В повести присутствуют и другие особенности культурной жизни 2027/2028 года, созвучные дискурсам 2000-х годов, в том числе ностальгический кинематограф и неомонументализм в хоровой музыке 1036. Упоминание архаизма «цирюльник» 1037 намекает, что проводником этой ностальгии автору видится известный своим национализмом Никита Михалков с его «Сибирским цирюльником» (1998). Панегирическая поэма о детстве монарха1038 вызывает в памяти аналогичные книги о Путине 1039.
Неоднозначен фрагмент, где Комяга слушает западные радиостанции и где появляется явная сатира — всегда с антилиберальных позиций Комяги — на бывших соратников Сорокина, близких к кружку концептуалистов 1040. Комяга извращает их эстетические установки ложной этимологией: «конь-сент-уализьм»1041. В издевательских репликах Комяги угадывается антисемитский намек на Боруха Гросса / Бориса Гройса1042 и насмешка над трагической судьбой Анны Альчук, для которой огромной травмой стал разгром православными хулиганами выставки «Осторожно, религия!» 18 января 2003 года и которая была одной из жертв последующего судебного преследования и анонимных угроз («бабуля <...> лепечет» 1043). Подобные высказывания неизбежно должны были вызвать у большинства читателей смешанные чувства, пусть в 2006 году Сорокин и не мог предвидеть самоубийства Альчук в марте 2008 года.
Художественно убедительное изображение ограниченного сознания поборника репрессий здесь доходит до предела, вызывая у некоторых комментаторов вопрос: кому на самом деле симпатизирует автор — либералам или режиму? 1044 Не использует ли Сорокин сторонника тоталитаризма Комягу, чтобы высказать некоторые собственные мысли? Такое предположение кажется правдоподобным, если принять во внимание выпад Сорокина против литературоведа и философа Игоря Смирнова. В повести он упомянут вскользь как Игорь Павлович Тихий, чья формальная логика потешает Комягу: «отрицания отрицания отрицания отрицания» 1045. Реакция Комяги подозрительно похожа на возражения самого Сорокина против фигур отрицания, употребленных Смирновым в анализе «Ледяной трилогии» (см. девятую главу). Однако когда русский специалист по постмодернизму Вячеслав Курицын превращается в повести во «врага государства» Ивана Куницына1046, это никоим образом не личный вердикт писателя-постмодерниста. Сорокин скорее использует явно недалекого Комягу как призму, дистанцируясь от провозглашаемых им воззрений. Это не позволяет отождествлять автора с протагонистом повести, поэтому и выпад против Смирнова, связанный с полемикой 2005 года (см. девятую главу), выглядит неочевидным и не столь резким. Ретроградное антилиберальное мышление Комяги противоречит (пост)модернистской теории, хотя идеально подходит для стабилизации «высокотехнологичной империи» будущего 1047.

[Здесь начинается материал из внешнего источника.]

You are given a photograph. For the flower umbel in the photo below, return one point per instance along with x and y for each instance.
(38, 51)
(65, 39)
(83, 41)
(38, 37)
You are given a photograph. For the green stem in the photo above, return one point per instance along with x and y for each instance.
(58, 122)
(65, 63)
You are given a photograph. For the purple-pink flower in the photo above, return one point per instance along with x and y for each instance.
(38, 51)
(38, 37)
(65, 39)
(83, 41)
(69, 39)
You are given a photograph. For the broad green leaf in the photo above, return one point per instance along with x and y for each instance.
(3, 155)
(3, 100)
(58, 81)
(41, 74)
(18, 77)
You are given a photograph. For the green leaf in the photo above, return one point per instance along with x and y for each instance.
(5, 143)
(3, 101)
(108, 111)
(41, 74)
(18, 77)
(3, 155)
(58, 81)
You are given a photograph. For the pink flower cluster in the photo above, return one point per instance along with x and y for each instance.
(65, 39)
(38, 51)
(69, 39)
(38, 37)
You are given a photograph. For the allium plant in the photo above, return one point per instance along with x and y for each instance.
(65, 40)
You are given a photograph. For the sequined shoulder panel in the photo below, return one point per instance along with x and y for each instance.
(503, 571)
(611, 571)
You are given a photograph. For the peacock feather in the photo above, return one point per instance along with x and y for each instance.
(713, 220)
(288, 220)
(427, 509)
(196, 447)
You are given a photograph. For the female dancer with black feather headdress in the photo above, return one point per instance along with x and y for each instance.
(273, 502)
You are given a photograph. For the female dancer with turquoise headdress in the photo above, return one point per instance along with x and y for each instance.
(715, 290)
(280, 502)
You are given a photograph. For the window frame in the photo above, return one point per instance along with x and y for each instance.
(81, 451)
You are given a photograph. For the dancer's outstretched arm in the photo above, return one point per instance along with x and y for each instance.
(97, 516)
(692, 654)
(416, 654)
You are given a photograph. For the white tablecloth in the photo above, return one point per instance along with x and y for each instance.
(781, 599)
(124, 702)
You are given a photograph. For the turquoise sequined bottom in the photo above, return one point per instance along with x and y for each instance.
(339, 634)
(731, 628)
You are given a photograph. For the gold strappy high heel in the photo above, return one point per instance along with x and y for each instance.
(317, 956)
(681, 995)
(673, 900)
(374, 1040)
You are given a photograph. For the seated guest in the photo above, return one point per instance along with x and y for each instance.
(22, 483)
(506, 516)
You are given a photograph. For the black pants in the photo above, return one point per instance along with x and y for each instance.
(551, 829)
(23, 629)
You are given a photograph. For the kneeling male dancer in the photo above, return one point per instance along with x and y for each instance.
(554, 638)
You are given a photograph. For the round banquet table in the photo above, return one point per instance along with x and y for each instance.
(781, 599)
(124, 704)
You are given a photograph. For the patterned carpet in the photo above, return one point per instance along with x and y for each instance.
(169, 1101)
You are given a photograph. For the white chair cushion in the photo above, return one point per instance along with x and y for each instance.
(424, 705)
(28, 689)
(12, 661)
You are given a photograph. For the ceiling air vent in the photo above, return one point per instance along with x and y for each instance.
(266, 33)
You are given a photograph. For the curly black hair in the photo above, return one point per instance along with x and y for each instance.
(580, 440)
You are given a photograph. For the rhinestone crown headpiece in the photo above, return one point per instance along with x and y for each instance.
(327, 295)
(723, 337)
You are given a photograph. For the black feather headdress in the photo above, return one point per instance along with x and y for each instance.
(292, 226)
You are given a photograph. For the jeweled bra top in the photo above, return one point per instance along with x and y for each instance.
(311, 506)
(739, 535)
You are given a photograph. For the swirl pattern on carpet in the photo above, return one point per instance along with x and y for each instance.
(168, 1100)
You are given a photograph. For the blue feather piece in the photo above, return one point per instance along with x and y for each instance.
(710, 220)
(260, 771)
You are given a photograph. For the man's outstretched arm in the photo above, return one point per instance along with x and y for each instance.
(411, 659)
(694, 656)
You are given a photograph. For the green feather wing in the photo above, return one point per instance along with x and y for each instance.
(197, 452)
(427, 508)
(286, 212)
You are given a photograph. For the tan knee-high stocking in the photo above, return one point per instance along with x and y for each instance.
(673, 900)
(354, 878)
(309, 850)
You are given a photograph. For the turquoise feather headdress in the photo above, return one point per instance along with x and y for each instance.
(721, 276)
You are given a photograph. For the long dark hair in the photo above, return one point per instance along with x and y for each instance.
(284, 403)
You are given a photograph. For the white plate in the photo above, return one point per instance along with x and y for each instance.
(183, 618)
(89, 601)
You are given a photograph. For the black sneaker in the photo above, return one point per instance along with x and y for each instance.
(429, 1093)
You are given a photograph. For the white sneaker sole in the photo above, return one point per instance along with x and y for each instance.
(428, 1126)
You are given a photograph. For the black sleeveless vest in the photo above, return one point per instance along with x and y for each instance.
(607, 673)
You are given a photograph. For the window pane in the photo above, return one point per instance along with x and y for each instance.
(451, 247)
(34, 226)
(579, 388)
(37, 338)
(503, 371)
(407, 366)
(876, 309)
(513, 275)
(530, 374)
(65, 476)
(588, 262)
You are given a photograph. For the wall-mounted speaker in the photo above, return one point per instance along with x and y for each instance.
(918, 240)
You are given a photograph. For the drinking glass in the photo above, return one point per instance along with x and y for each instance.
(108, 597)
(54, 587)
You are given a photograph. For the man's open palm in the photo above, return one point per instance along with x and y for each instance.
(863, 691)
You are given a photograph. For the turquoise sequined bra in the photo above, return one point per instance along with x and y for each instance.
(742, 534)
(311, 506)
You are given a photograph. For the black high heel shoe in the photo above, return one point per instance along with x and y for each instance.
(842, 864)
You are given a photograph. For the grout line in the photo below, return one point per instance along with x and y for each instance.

«День опричника», где собраны разнородные элементы, относящиеся к нескольким эпохам российской истории — начиная XVI столетием и идеологией царизма и заканчивая сталинизмом, 1990-ми и 2000-ми годами, — построен по классической для литературных дистопий модели. Футуристические технологии сочетаются в повести с устаревшими социальными механизмами 1048, придавая ей своего рода «футуристическую архаичность» 1049. В «Дне опричника» мы увидим двухэтажные шоссе с десятью полосами 1050, дистанционное голосовое управление радиоприемником в автомобиле 1051, видеотелефоны с трехмерными изображениями 1052 и высокотехнологичные детекторы 1053. Футуристическая техника служит главным образом для того, чтобы обеспечить оруэлловский тотальный контроль со стороны государства, олицетворяемого единоличным правителем: «А Государь все видит, все слышит. И знает — кому и что надобно» 1054. Антигосударственное поведение, которое удается выявить с помощью таких технологий, карается с архаичной жестокостью. К интеллигенции, например, применяют самое что ни на есть традиционное наказание — секут 105 5.